于是对战的宇智波又打开写轮眼,如此循环往复,直到迪达拉因为体力不支倒下,在倒下前他还会态度强硬地表示自己不需要宇智波的帮助。
只不过这话宇智波没听进去,倒也不是多关心迪达拉,而是任由他躺在那里,到时候肯定又是你把他给抱回去的,他们可不希望给迪达拉制造与你接触的机会,所以就不由分说地扛着迪达拉回到客厅。
宁次早就对迪达拉每次挑战宇智波都以一身伤作为收场感到习惯,你从背包里拿出医药箱,正要给迪达拉包扎伤口,但是被他拒绝了,他说:“我可以自己来的,哼,这只是一些小伤口而已,一点也不痛。”
话语间止水的动作比他话音先一步落下,止水拿起医药箱里的酒精棉球力道不算轻地按在迪达拉的伤口上,他仍然是笑眯眯地,说:“看来应该真的不疼吧?”
差点龇牙咧嘴的迪达拉在止水的注视下愣是没吭声,青蓝色的眼睛直视止水的眼睛,他说:“是啊,真的不疼。”
鼬见状,也很热心肠地帮迪达拉消毒伤口,你看这样子似乎不需要你的帮忙了,于是就撤离现场,而可怜的迪达拉也被那两个宇智波包围。
可恶、可恶!迪达拉在心里嘟哝了好几声。
最后伤口处理完毕,鼬把用过的棉球丢进垃圾桶里,迪达拉问道:“你们木叶的宇智波都像你们那么厉害吗?”
鼬和止水对视一眼,他们两个放在宇智波一族里都是数一数二天才的人不约而同地笑着说:“差不多吧。”
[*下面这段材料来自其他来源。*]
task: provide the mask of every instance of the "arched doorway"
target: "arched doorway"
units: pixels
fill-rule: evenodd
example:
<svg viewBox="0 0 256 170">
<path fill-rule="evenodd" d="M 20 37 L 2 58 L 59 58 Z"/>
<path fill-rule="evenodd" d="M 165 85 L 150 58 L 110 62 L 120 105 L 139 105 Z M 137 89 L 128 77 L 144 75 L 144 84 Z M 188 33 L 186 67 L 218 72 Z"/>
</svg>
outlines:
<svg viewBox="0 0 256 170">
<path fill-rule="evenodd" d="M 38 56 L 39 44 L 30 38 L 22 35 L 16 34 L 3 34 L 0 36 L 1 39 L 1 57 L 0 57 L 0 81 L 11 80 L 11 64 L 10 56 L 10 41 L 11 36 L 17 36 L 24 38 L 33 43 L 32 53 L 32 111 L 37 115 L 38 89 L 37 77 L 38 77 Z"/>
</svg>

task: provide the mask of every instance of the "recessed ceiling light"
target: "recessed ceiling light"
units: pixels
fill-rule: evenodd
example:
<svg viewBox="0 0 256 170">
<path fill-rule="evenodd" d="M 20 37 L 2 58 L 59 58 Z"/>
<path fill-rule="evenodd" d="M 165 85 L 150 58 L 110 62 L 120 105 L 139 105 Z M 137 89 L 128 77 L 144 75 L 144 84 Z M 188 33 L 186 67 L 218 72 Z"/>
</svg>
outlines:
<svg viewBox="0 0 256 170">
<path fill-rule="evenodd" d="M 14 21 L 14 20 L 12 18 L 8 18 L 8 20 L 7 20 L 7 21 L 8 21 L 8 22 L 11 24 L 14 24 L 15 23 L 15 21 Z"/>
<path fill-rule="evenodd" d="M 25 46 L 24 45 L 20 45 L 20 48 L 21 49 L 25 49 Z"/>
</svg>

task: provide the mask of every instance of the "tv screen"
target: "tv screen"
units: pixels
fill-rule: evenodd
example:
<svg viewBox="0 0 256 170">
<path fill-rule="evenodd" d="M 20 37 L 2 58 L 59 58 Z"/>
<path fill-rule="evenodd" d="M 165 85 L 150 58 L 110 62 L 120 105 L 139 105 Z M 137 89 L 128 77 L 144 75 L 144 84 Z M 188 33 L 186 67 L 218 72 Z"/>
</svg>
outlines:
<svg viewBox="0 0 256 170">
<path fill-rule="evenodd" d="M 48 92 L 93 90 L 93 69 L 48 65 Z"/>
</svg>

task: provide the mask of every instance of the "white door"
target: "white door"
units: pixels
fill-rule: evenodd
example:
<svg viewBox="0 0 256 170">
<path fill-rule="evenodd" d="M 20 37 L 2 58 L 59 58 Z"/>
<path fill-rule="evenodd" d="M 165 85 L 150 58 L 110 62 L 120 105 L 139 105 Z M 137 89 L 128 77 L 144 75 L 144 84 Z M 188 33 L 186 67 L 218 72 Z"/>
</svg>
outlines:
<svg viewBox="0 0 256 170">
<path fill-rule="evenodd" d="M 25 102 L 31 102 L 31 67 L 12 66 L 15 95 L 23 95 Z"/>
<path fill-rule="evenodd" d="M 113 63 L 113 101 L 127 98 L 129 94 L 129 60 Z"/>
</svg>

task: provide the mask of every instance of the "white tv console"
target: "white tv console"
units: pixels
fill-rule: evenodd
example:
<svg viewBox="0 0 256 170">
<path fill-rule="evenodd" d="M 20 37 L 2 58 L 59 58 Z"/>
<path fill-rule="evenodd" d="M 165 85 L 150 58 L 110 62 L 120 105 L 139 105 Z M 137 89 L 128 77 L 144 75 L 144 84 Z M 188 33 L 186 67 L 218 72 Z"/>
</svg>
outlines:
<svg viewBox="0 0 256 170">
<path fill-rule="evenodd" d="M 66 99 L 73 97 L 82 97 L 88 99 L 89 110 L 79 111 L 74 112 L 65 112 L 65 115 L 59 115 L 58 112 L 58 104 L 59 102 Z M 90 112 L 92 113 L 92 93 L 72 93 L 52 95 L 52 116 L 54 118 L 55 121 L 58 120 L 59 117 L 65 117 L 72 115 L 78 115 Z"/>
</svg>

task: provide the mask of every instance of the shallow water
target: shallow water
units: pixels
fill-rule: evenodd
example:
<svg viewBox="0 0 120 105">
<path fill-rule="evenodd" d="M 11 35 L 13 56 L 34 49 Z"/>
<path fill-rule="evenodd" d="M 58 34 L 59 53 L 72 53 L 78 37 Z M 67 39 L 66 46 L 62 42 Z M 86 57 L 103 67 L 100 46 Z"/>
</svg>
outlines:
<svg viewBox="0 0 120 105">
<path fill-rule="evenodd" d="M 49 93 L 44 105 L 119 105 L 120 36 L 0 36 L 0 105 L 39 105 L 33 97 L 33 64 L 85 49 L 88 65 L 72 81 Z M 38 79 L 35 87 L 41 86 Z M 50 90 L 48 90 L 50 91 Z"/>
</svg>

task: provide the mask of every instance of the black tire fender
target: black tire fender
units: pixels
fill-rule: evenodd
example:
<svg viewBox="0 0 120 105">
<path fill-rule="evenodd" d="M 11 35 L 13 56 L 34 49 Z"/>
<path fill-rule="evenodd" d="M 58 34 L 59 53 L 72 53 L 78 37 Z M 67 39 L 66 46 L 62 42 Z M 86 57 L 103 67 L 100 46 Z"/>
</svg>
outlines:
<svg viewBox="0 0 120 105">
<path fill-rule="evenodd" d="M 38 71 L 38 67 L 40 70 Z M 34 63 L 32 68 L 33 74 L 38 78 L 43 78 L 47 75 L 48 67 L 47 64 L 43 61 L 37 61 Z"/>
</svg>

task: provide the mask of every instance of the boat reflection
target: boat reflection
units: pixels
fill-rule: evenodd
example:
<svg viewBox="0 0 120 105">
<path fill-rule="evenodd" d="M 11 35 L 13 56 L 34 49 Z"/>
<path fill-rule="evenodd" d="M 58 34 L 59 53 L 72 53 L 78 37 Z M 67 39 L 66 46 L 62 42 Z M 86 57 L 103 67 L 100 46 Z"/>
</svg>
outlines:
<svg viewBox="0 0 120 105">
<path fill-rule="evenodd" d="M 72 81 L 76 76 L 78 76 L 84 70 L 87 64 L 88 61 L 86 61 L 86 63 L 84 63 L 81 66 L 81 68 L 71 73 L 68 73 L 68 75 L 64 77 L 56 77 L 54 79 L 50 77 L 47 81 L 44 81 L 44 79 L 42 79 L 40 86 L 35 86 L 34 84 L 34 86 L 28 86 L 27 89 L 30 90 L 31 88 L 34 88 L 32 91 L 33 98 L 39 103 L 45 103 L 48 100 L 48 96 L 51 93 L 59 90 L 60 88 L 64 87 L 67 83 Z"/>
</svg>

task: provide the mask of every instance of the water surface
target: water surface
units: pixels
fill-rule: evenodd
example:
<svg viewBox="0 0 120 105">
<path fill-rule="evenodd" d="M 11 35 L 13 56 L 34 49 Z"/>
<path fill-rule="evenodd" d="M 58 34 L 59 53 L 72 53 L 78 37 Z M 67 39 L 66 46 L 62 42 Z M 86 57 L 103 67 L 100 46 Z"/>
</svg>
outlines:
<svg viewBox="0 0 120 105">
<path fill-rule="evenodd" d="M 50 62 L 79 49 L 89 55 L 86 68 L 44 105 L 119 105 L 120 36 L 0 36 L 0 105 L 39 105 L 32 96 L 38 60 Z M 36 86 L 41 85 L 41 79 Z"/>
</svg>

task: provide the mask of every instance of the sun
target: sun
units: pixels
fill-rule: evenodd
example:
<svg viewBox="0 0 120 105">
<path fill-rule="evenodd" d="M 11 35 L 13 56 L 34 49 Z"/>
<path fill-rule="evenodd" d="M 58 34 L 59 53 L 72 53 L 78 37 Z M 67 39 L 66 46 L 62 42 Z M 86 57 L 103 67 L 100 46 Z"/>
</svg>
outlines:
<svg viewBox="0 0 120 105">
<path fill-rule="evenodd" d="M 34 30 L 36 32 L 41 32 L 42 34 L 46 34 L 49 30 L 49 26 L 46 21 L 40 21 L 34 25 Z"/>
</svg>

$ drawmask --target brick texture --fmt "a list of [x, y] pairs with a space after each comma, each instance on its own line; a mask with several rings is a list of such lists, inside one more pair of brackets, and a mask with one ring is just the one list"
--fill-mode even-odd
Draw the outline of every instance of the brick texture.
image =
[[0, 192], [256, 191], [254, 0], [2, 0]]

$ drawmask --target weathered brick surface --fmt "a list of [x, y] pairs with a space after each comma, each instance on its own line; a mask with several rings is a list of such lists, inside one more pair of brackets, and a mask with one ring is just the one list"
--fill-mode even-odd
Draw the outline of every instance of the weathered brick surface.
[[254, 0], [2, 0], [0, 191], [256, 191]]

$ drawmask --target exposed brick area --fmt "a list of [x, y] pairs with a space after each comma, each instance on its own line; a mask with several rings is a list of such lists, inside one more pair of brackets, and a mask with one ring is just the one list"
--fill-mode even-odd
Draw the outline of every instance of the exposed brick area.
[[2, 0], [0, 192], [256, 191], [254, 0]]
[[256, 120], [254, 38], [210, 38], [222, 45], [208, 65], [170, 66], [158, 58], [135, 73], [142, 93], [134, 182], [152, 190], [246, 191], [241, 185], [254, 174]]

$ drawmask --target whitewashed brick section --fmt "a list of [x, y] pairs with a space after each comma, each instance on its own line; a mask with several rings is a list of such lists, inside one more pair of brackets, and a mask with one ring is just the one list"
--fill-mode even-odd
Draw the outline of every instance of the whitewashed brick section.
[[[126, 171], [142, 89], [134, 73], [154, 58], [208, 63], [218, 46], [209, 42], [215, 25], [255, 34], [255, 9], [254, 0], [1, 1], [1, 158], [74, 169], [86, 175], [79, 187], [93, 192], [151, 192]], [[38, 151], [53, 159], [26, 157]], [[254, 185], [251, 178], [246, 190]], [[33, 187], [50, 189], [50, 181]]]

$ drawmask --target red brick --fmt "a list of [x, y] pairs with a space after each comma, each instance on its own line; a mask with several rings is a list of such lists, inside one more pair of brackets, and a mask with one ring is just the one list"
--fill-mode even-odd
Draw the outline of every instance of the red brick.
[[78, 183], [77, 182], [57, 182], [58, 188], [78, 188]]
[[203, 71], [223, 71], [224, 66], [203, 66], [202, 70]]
这让迪达拉陷入沉思,看来木叶的忍者不容小觑,他说:“那像你们这么厉害的宇智波还有几个?”
听他说话的语气就好像在计划着以后找木叶的宇智波单挑,止水说:“嗯……这个嘛,不好说,我数一数,一个两个四个五个,嗯……”
啊、啊?居然有那么多吗?迪达拉傻眼了,如果真的有那么多的话……他一个人很可能都对付不过来啊,想到这里,他的表情都变得凝重了一些,果然还是现在的他太弱了吗?是他不够强……
止水又无奈地戳了戳他的脑袋,“你都在想什么呢?”
“哼——我以后一定会打败你们的!”迪达拉放下狠话,但他现在这脸上贴着创口贴的样子实在是没什么说服力,止水漫不经心地说:“是么,那在此之前你还是先打败鼬的弟弟再说吧。”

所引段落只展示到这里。